The bank’s total provisions for bad debts over the six months to March 31 will rise to $706m, up from $485m in the prior half.

More cost hits

The lender’s stock dropped 3.6 per cent to $41.02 at the closing bell on Monday, versus a 0.1 per cent gain for the S&P/ASX 200 Index.

UBS banking analyst John Storey said NAB’s decision to strengthen its cash reserves might create some short-term pain for longer-term benefits.

“Given NAB’s greater exposure to SME and Business Banking, operational performance is always likely to be more cyclical compared to peers with the same holding true if events turn out to be better than feared in the second half of financial 2026 and beyond,” Mr Storey said. “We think NAB enters this potentially more vulnerable period from a much stronger starting point than that seen in previous periods.”

NAB is Australia’s largest lender to businesses, with the sector more exposed to the fallout from the Middle East war than Australia’s residential housing market.

Accounting policy changes

On Monday, the bank also flagged it will book a one-off $1.35b profit hit in its results for the for the six months to March 31 due to a policy change on how it accounts for software development costs. The bank said the shift to AI services means it will now expense more of its tech costs on an upfront basis, rather than amortise them over longer time periods.

“Under the leadership of the new CFO, accounting practices related to capitalised software and investment spending have been adjusted to better align with industry standards,” Mr Storey said.

For the six months to March 31 it still currently expects cash operating expense growth to be 4.6 per cent.
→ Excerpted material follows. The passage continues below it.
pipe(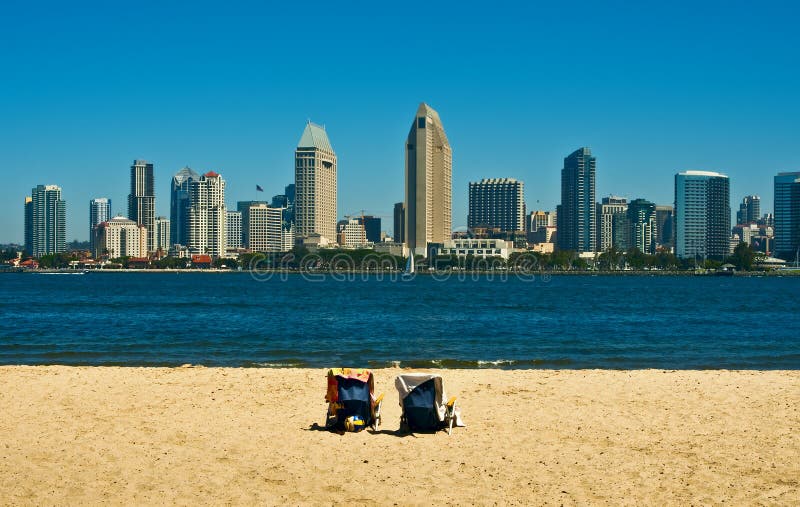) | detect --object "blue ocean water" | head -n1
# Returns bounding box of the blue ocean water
[0,273,800,369]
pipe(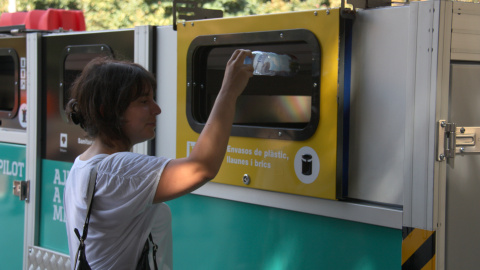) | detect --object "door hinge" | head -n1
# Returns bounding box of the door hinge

The bank said the shift in dividend payout policy is necessary to bolster the amount of cash it holds in reserve as a proportion of total loans outstanding in a financial metric known as its Risk Weighted Asset base.

NAB’s move comes after, Australia’s second-largest lender Westpac, warned of a growing economic shock from the war in the Middle East and rising interest rates last week.

NAB’s shares have still jumped 22 per cent over the last year as investors bet the banking sector will emerge a net winner from cost efficiencies linked to advances in artificial intelligence. Westpac is up 28 per cent over the past 12 months to $39.85 on Monday.

Other companies to have flagged profit hits on the local share market since the war on Iran; include Qube, Worley, Qantas, Virgin Australia, Cleanaway Waste, Orora, a2 Milk, and EML payments.